# Please help me with the disease.



## Double's (Mar 18, 2021)

I have a pair of tinctorius that I have raised since I was a baby. They have been breeding very well and have had no problems. However, the female has been sitting still in the corner since one day, and even though I touched it, it was almost still in a moribund state. So I immersed myself in the almond leaf water halfway and came to my senses. She's been like this all the time, does anyone know about this situation?


----------



## Socratic Monologue (Apr 7, 2018)

Please cut and paste the questions into a reply here, and answer them in full:









Read before posting! Fill this out to help troubleshoot...


Answer all these questions as best you can (cut and paste -- please don't quote because that makes it hard to read the responses): 1. What species ? How long have you had the frog(s) and where did you acquire them ? Were they WC (wild collected) or CB (captive bred)? 2. What are your...




www.dendroboard.com


----------



## Double's (Mar 18, 2021)

1.
What species ? How long have you had the frog(s) and where did you acquire them ?

- The dart frogs I raise are tinctorius, and I have been raising them for over a year.

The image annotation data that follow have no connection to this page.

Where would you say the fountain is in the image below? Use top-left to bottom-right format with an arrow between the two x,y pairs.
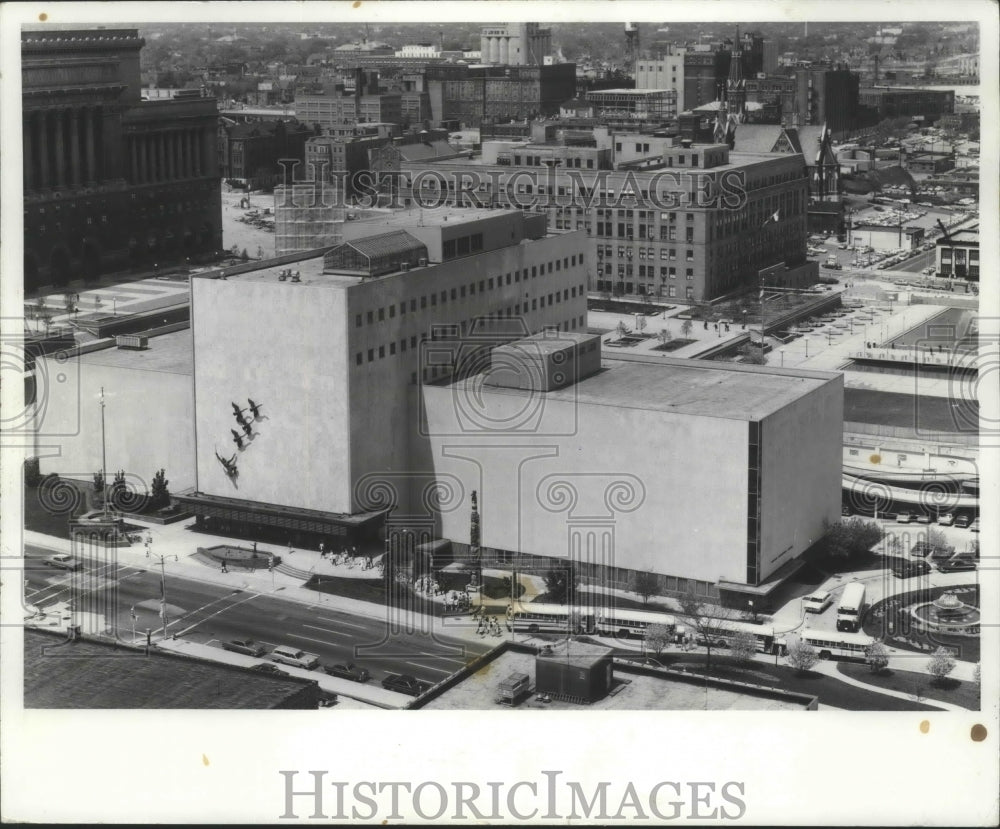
910,592 -> 980,636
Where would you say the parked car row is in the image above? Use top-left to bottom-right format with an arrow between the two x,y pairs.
900,512 -> 979,533
222,639 -> 371,682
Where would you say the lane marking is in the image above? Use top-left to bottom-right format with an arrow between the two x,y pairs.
316,616 -> 370,630
403,662 -> 455,674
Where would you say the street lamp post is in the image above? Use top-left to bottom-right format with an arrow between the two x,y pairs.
155,555 -> 180,639
101,386 -> 108,519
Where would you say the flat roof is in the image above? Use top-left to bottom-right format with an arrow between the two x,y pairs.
441,357 -> 840,421
70,328 -> 194,375
419,643 -> 807,711
494,331 -> 601,354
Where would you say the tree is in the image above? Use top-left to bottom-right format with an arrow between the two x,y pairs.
646,624 -> 673,656
677,591 -> 736,671
542,562 -> 577,604
865,641 -> 889,674
631,572 -> 660,604
729,630 -> 757,665
786,639 -> 819,673
149,469 -> 170,509
822,516 -> 885,559
927,648 -> 955,683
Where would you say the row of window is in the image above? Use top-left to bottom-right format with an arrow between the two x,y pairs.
597,263 -> 694,279
354,306 -> 586,366
354,253 -> 585,328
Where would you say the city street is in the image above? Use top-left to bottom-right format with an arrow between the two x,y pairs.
25,545 -> 496,683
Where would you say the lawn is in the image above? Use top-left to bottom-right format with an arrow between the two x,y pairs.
837,662 -> 980,711
616,650 -> 940,711
650,337 -> 696,351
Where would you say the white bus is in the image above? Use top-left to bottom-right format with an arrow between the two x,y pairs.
597,608 -> 676,639
837,581 -> 865,633
799,630 -> 875,659
511,602 -> 594,636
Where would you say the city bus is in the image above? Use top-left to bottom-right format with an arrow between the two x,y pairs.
799,630 -> 875,659
511,602 -> 595,636
837,581 -> 865,633
597,608 -> 677,639
697,619 -> 784,653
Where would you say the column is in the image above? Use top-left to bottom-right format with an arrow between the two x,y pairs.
154,132 -> 167,181
21,112 -> 35,193
38,109 -> 51,188
55,109 -> 68,187
69,107 -> 83,187
128,133 -> 139,184
83,107 -> 99,184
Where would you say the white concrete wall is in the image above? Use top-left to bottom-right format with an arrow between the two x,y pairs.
420,372 -> 748,582
29,354 -> 194,492
761,375 -> 844,579
191,277 -> 351,512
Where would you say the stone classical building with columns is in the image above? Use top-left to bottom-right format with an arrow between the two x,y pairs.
21,29 -> 222,290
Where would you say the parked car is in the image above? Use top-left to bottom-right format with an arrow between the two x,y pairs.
938,553 -> 976,573
323,662 -> 371,682
222,639 -> 267,656
802,590 -> 833,613
45,553 -> 83,570
250,662 -> 289,676
382,674 -> 431,697
892,561 -> 931,579
271,645 -> 319,671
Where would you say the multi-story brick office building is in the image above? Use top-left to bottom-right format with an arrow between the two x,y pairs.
399,136 -> 815,302
21,29 -> 222,289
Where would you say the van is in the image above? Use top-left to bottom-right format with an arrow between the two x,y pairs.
803,590 -> 833,613
271,645 -> 319,671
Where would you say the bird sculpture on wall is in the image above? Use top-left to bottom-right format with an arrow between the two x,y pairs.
215,451 -> 237,478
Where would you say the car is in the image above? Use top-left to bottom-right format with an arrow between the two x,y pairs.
938,553 -> 976,573
382,674 -> 431,697
802,590 -> 833,613
323,662 -> 371,682
270,645 -> 319,671
222,639 -> 267,656
45,553 -> 83,570
892,561 -> 931,579
250,662 -> 290,676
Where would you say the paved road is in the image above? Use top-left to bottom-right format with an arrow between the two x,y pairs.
25,545 -> 498,682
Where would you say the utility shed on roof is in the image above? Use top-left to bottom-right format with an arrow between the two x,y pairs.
535,640 -> 614,704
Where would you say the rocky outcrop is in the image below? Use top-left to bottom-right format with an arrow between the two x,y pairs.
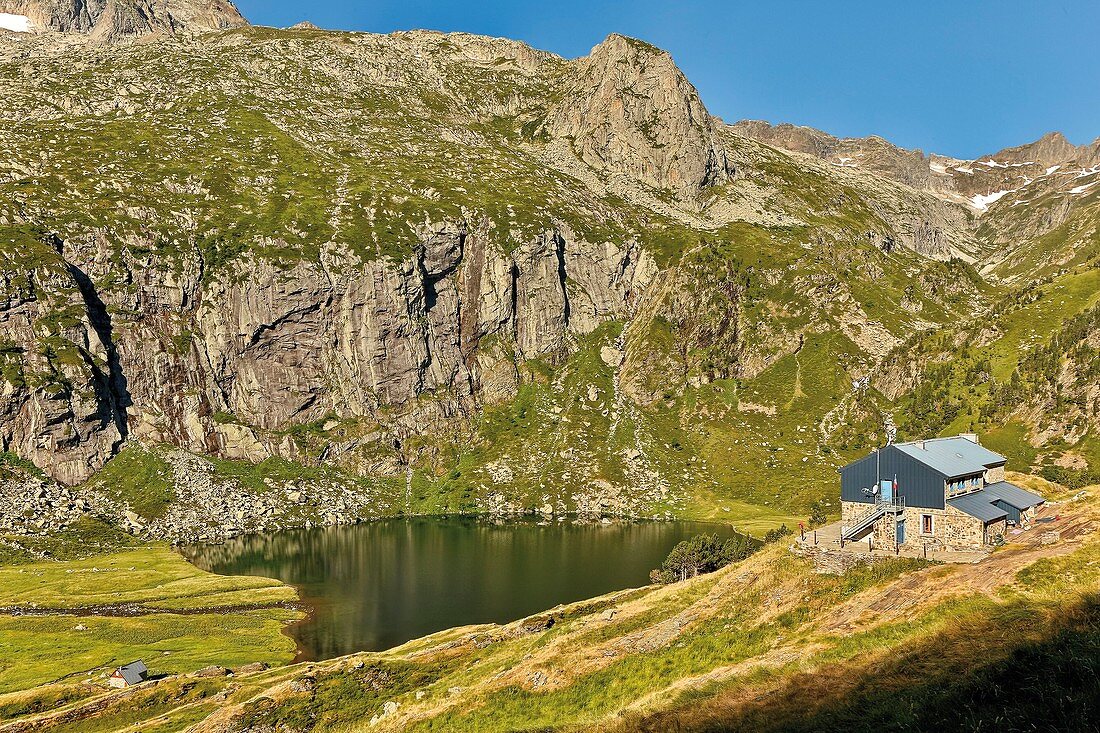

2. What are your temperatures (day and night - highs and lows) and how do you measure those temperatures? Does the vivarium have any supplemental heating, and if so, what type?

- The temperature is maintained at 22-24 degrees with four analog thermometers. The place of breeding room is always running the air conditioner.

3. What lighting is on the enclosure (brand, type, wattage) and does the lighting add heat to the vivarium?

- The lighting in the kennel is a regular LED, and the calorific value is low.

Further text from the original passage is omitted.